2.3. Parasal Birliğin Aşamaları
Parasal birliği gerçekleştirme süreci çeşitli aşamaları ve bu aşamalarda bazı
öğeleri içermektedir. Bu aşamalar paranın tam ve değişmez konvertibilitesinin
sağlanması, döviz kuru dalgalanmalarının azaltılması, değişmez sabit fiyat istikrarının
sağlanması ve üye ülkeler arası sermaye hareketlerinin tamamen liberalizasyonunun
sağlanmasıdır. Bu adımlar başarılı bir şekilde tamamlandığında, birliğe katılan ülkelerin
parasal ve mali sektörlerinin entegrasyonu gerçekleşir. Sonra ortak merkez bankasının
kurulması, ortak para ve ortak para politikası uygulaması kendiliğinden gelecektir. Para
birliği veya parasal bütünleşmeyi gerçekleştirme sürecinin aşamaları aşağıdaki şekilde
özetlenebilir (Tunçsiper ve Yakut, 1998, s. 102-103).
2.3.1. Döviz Kuru Birliği
Parasal birliği gerçekleştirmenin ilk aşaması Döviz Kuru Birliği’dir. Ortak
merkez bankası ve rezerv sisteminin bulunmadığı, belirli bir bölgede ulusal paraların
giderek daralan ve sonunda ortadan kalkan bir marj içinde sabit bir pariteyle birbirlerine
bağlandıkları sistemdir. Literatürde “sözde” döviz kuru birliği olarak da adlandırılır.

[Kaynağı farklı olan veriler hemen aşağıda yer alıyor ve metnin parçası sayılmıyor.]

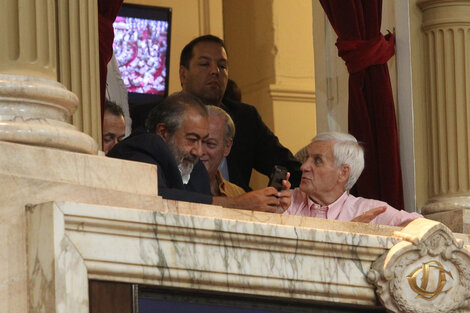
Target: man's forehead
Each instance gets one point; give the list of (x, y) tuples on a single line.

Sözde döviz kuru birliğinde üyeler, herhangi bir üye ülkenin parasını hesap birimi
olarak kullanılmak üzere referans para olarak kabul edebilirler veya yeni bir para
yaratabilirler. Bu tür bir uygulamada üye ülkeler, ulusal paralarının kurlarını bu referans
para karşısında sabit tutmaya çalışırlar. Bu durumda ortak bir rezerv, ekonomik, parasal
ve mali politikalar arasında uyum olmadığı için her üye ülke, ödemeler bilançosunda
ortaya çıkacak dengesizlikleri gidermek amacıyla gerekli gördüğü para ve maliye
politikalarıyla, döviz rezervi durumunu korumaya çalışır.
Zamanla artan sorunlar karşısında varlığını sürdürebilmesinin güçlüğünden
dolayı “sözde” olarak kabul edilen sistem için şu zorluklar sıralanabilir: İlk olarak her
12
maliye bakanı kendi ödemeler dengesinin gerektireceği bir döviz kurunu savunabilir. Bu
yüzden sistem devamlı bir baskı ve gerilim altında bulunabilir. İkincisi, maliye
bakanlarının her toplantısı, döviz kurunun değiştirileceği kuşkusuyla, spekülatif
sermaye hareketlerine yol açabilir. Üçüncü olarak da, referans paranın, diğer paralar
gibi, birlik dışı paralar karşısındaki değerinin piyasa koşulları tarafından belirleniyor
olması sorun çıkartabilir. Referans paranın piyasada oluşan değeri diğer üye ülke
paralarıyla uyumlu olmadığı zaman bu paranın üçüncü paralara karşı esnek kur sistemi
uygulaması veya dalgalanmaya bırakılması bu uygulamada mümkün olmayabilir. Bu
nedenlerle dinamik koşullar göz önüne alınarak, böyle bir sistemin uzun süre ayakta
kalmasının mümkün olamayacağı söylenebilir (Tunçsiper ve Yakut, 1998, s. 103).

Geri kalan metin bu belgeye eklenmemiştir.